Not everyone was a fan: “It is useless and tedious to represent what exists, because nothing that exists satisfies me…. I prefer the monsters of my fantasy to what is positively trivial.” Baudelaire Correspondences. He complained Daguerre was his Messiah. And now the faithful says to himself: “Since photography gives us every guarantee of exactitude that we could desire (they really believe that, the mad fools!), then photography and Art are the same thing.’ Charles Baudelaire, ‘On Photography’, from The Salon of 1859.
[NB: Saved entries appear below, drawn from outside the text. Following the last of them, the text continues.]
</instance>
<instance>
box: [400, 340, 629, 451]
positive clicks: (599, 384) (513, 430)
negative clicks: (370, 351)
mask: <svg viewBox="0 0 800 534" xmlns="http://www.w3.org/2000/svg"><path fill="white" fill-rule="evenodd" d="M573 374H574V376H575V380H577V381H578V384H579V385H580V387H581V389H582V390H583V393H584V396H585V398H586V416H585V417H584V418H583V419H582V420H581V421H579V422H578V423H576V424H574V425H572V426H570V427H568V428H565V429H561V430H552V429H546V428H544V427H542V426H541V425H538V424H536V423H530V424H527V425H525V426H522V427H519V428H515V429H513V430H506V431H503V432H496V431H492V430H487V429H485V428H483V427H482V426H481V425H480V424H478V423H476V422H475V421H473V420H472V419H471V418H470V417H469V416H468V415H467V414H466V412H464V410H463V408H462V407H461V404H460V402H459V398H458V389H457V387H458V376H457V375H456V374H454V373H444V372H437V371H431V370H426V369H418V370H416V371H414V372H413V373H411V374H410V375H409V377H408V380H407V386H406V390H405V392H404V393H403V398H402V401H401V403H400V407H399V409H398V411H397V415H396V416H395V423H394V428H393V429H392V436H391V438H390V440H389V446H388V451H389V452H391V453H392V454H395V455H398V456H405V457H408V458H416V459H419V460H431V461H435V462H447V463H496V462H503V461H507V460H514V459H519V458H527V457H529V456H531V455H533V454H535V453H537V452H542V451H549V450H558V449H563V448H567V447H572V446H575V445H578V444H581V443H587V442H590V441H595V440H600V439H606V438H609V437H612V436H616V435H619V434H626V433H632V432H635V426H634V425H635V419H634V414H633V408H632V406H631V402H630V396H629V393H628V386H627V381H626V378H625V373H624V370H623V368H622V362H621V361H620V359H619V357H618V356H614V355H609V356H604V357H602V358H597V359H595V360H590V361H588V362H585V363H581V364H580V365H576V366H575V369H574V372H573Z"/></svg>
[i] Website URL lost, no longer online.
[ii] Geoffrey Batchen, Burning with Desire: The Conception of Photography. Cambridge: MIT P, 1997, p93.
[iii] Quoted by Beaumont Newhall, The History of Photography, Saunders Books, 1982.
[iv] Roland Barthes, Camera Lucida: Reflections on Photography, New York: Hill and Wang, 1972, p91.
[v] Susan Sontag, On Photography, New York: Farrar, Straus and Giroux, 1977.
[vi] William J. Mitchell, ‘Chapter 3: Intention and Artifice’, The Reconfigured Eye: Visual Truth in the Post-Photographic Era, Cambridge 1994.